Which is just to say, welp, I guess I have no choice in this matter. Maybe it’s not a problem if I liked the choices people came up with. It’s like the running jokes about RightStuf promo image voting and how the “Megami” one always gets picked. Is this like an American misconception of democracy or what?

Crowdfunding: Copyright in Fandom


For completeness, I am talking about this particular kickstarter – School Idol Tomodachi. They’re just two folks doing it like it’s 1999, and are operating with a minimal regard to copyright at least as per my interpretation. You can make your own interpretation, as I’m posting the Q&A I have submitted. Or rather, what I PM’d them on KS:

Is this licensed by klab or bushiroad? Do you have permission?

Deby & Engil says:

Though we never talked to them directly nor got an official authorization from them, we know that they are aware of the existence of this website and tolerate it, as they tolerate fan sites since it helps them grow their users base.
Every single fan site violates copyrights in a certain way, and it’s up to the license owner to sue. Most of the time, and this is the case, they consider it as “fair use” and let people do their stuff, since it’s free advertisement for them and it’s harmless.
If at some point the lisence’s owners change their mind and ask us to take the site down or close the Kickstarter, we will do it.
Hope that helps~

And it does. Thank you.

I don’t really have a bone with the concept behind it, but it still rubs me the wrong way when someone promotes his or her own project by selling straight-up stuff they don’t own to market it. It’s one “commercial activity” too far for this ossan. I guess there’s nothing wrong with it per se, but from a business point of view it would be weird to see a fan project go raise money when the actual commercial products the site is a fan of can’t be equally shameless. That Kickstarter (TM?) stuff still is worth something in PR money. Well, for shame tiering, there is always that Clannad Man thing as a lowest tier (that I care to signal boost). This is somewhere above that.

To an extent, too, this is largely a changing mores kind of thing. These two developers are just 23 years old. Kickstarter was a thing before they even started college, assuming they were on a standard path. Paying for your own fandom from your own pocket is getting to be passe, it seems. Of course, at the same time, crowdfunding works for fandom precisely because it enables that “country club” thing for things beyond large tracts of land for golfing. The bone I have with it is just, again, as with Kickstarters in general, the simple buyer-seller relationship that Kickstarter permits to happen in the context that has been largely reserved for traditionally memberships. That ~30% that Kickstarter and its payment processor takes out of is 30% a private fundraising via paypal will not (which is just ~3%).

At least if you kickstart a con, you can do what Otakon does… When you are kickstarting a CD album or a board game or a smartwatch, you really are just preordering.

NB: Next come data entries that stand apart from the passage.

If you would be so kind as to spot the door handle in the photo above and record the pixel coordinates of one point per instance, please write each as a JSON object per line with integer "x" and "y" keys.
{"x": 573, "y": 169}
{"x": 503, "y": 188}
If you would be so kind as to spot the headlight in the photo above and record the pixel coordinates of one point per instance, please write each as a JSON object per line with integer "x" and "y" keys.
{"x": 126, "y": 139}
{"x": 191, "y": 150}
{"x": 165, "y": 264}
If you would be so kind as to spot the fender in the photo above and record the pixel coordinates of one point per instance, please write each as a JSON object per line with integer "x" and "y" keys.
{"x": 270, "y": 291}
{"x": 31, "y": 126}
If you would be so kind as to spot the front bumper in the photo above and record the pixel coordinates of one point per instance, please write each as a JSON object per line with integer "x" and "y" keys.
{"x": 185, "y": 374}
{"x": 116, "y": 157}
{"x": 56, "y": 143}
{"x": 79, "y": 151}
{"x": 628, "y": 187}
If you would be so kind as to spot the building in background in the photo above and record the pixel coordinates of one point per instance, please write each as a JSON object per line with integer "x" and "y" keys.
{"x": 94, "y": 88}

And if this fansite kickstarter kept it clean, it wouldn’t be as bad as those. But now it’s a question of “is it okay to second-hand sell loveca”? Is this a question you want to even ask in the first place? Among other things.

Another interpretation is just that these folks don’t know any better. It is not out of the question. I think Dave choosing Indiegogo is a smart move, for example. Good for you, Kawaiikochan Man.

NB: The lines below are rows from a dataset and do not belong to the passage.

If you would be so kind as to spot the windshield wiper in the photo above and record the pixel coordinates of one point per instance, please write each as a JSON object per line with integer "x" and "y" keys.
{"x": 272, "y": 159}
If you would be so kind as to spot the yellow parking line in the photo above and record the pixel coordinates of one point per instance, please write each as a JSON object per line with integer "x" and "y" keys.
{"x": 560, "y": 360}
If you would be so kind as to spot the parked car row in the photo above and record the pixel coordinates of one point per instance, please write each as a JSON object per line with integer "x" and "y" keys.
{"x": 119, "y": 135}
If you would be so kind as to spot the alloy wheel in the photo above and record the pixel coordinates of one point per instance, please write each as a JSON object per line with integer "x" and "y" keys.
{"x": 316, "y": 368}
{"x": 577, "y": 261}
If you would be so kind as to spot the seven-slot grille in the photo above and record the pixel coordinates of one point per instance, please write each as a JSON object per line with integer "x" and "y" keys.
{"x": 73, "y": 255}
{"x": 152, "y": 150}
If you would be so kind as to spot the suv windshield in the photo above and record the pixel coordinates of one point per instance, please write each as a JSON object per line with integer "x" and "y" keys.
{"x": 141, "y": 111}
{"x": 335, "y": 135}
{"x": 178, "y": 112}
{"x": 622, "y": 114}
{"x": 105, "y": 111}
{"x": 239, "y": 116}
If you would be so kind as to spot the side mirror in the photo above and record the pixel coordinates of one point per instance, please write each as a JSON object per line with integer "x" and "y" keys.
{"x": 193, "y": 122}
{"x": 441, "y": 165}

This School Idol site publishes a public API so you can pull its card entries (among other things). It’s both hilariously bad and pretty cool at the same time. I mean, like, AWS is not cheap. It’s like one-upping a production committee by putting out your favorite light novel’s anime adaptation. Except in this case it’s code that the production committee don’t care about? And the fans are trying to sell things the committee would sell? Because, like, how else can you raise money, besides selling t-shirts with Honkers printed on it, right?

It’s not like I dislike any of this. But this is no longer about copyright as much as businesses trying to make money and how fans fill the gap in a very meta kind of way, and copyright only goes to show how inadequate it is at trying to cordon off a way to get it done. It’s entirely too weaksauce for this 21st century stuff.

Maybe Gaben should take note on this.